Protein is a critical nutrient for humans and athletes, in particular. High-quality protein provides the amino acids muscles need to repair and rebuild, allowing you to recover from exercise and get stronger over time. The body can also use protein as a source of energy. Perhaps most importantly when it comes to snacking, high-protein foods enhance fullness and prevent overeating. Three grams per serving isn’t bad, but it’s not quite enough to be a definitive “plus” for Goldfish.
Like most crackers, Goldfish are also quite light and airy. A cup of sliced banana weighs nearly five times as much as a serving of Goldfish, yet contains 35 fewer calories and two more grams of fiber. When it comes to satiety, the weight of your food matters.
Research has found that the average person eats between 3 and 5 pounds of food per day. In a pamphlet entitled Low-Energy-Dense Foods and Weight Management: Cutting Calories While Controlling Hunger, the CDC writes, “Research shows that people eat a fairly consistent amount of food on a day-to-day basis. This finding holds true whether the amount of food contains many or few calories.”

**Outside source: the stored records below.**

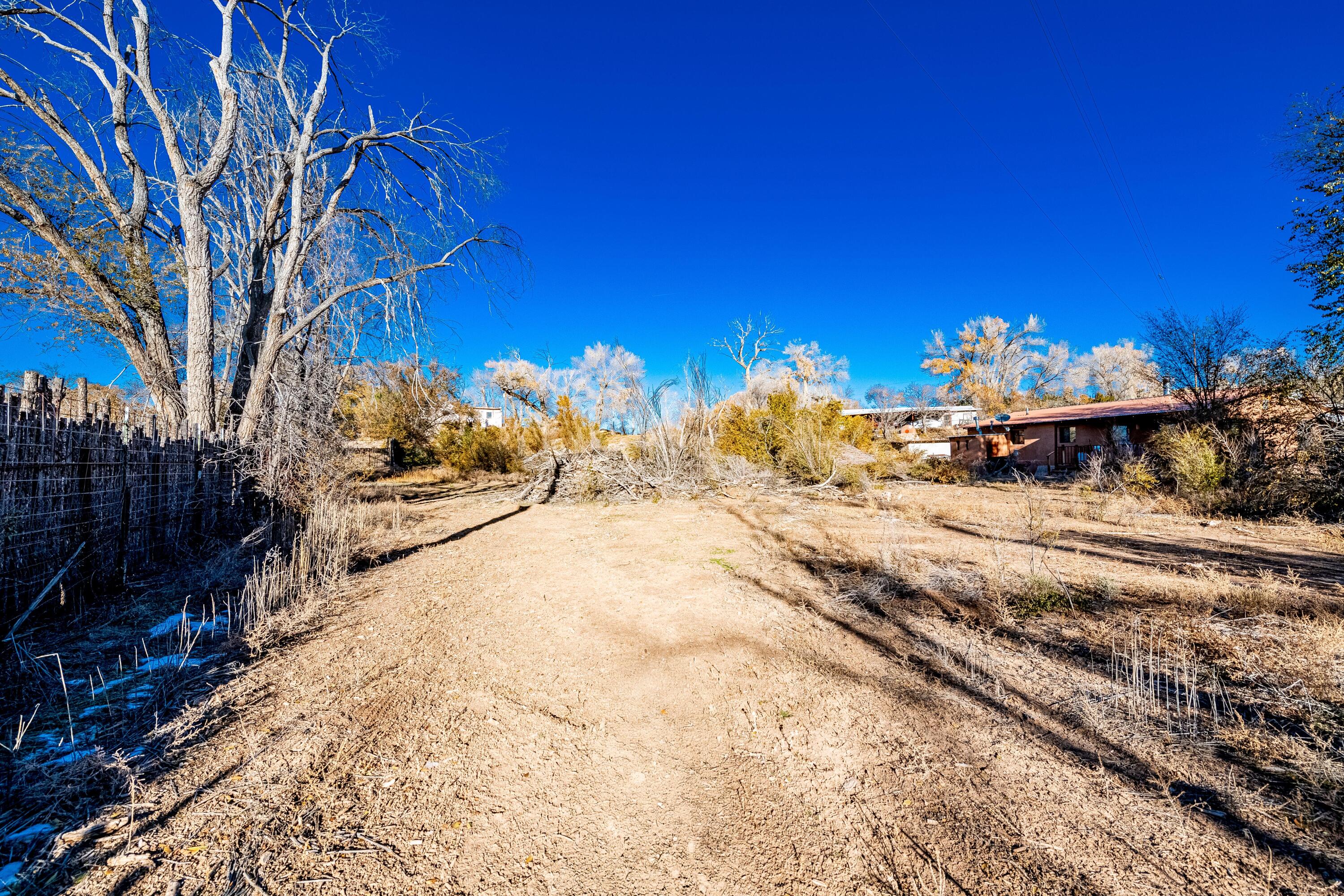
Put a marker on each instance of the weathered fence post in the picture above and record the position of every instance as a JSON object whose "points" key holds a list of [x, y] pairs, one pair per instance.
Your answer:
{"points": [[124, 523], [58, 398], [30, 389]]}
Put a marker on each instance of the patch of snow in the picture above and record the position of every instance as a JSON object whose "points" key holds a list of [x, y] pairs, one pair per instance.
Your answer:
{"points": [[31, 832], [111, 685], [175, 621], [10, 874], [172, 660], [168, 625], [69, 758]]}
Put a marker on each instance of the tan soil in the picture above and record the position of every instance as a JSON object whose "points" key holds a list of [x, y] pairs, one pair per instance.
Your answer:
{"points": [[643, 699]]}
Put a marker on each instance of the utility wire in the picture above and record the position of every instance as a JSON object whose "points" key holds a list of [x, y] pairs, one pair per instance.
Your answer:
{"points": [[999, 159], [1133, 203], [1092, 136]]}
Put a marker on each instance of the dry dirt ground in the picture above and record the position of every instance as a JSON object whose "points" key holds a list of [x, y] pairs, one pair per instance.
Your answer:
{"points": [[672, 698]]}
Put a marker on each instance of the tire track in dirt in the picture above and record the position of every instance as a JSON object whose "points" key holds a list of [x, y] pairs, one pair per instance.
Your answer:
{"points": [[594, 700]]}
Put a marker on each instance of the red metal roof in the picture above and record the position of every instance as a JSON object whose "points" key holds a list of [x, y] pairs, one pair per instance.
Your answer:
{"points": [[1093, 412]]}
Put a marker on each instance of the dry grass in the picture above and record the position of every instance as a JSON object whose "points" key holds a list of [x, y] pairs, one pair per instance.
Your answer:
{"points": [[1203, 653], [117, 691]]}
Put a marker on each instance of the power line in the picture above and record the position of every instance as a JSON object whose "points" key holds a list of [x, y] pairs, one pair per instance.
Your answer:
{"points": [[999, 159], [1143, 228], [1092, 136]]}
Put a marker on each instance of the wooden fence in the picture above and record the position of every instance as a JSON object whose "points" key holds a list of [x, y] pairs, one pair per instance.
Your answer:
{"points": [[125, 496]]}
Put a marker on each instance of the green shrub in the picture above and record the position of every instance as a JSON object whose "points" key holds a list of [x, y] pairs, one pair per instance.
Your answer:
{"points": [[1190, 458], [1137, 476], [472, 448], [1038, 594], [801, 441], [940, 469]]}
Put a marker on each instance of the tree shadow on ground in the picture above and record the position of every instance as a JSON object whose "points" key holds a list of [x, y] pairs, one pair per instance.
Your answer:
{"points": [[889, 629]]}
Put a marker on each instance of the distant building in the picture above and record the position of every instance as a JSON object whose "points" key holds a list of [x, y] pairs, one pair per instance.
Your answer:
{"points": [[487, 417], [935, 416], [1060, 437]]}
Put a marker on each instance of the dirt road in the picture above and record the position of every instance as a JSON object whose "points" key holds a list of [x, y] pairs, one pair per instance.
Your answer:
{"points": [[638, 699]]}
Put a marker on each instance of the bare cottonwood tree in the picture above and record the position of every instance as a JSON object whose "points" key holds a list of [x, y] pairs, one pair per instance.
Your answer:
{"points": [[886, 408], [82, 177], [749, 343], [814, 369], [920, 398], [611, 374], [284, 211], [992, 361], [343, 207], [1207, 361], [1119, 371]]}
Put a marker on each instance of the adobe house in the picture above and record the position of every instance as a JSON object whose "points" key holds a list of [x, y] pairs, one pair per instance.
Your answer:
{"points": [[1058, 437]]}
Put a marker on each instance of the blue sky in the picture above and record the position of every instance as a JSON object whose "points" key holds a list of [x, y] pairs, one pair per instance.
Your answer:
{"points": [[672, 167]]}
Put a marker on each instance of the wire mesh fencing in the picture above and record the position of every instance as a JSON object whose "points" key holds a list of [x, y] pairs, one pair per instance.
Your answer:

“That’s the level of food people eat,” says Ryan Andrews, nutrition coach at Precision Nutrition. “Whether it’s 3 to 5 pounds of cheese and candy or 3 to 5 pounds of vegetables and fruits. It’s an important factor to feeling satisfied throughout the day.” To consume 3 pounds worth of Goldfish Crackers, you’d have to eat about 43.6 servings, or 6,104 calories worth.
When you consider such factors, it’s tough to qualify Goldfish as “healthy.” Are they healthier than a lot of similar snacks (chips, crackers, etc.)? Certainly. But they still can’t quite measure up to options like a piece of whole fruit, a serving of Greek yogurt with mixed nuts, or a slice of avocado toast.
However, the Baked with Whole Grain Goldfish Cheddar Snack Crackers contain an extra gram of fiber per serving, while the Made with Organic Wheat Goldfish Cheddar Snack Crackers contain an extra gram of protein per serving. Both are notable improvements on the original recipe, though I’d probably give the whole grain option the nutritional edge due to their superior fiber content. On the flip side, the Flavor Blasted and Goldfish Grahams varieties are generally less healthy than the standard varieties.
Generally speaking, Goldfish Crackers are healthier than most other crackers, chips and similar snacks. But they’re still little more than empty calories, and they’re not gonna put much of a dent in your appetite. In fact, they may only make you hungrier due to their sizable amount of sodium. So it’s probably best to treat Goldfish as an “upgrade” over your usual snack indulgences rather than a staple of your diet.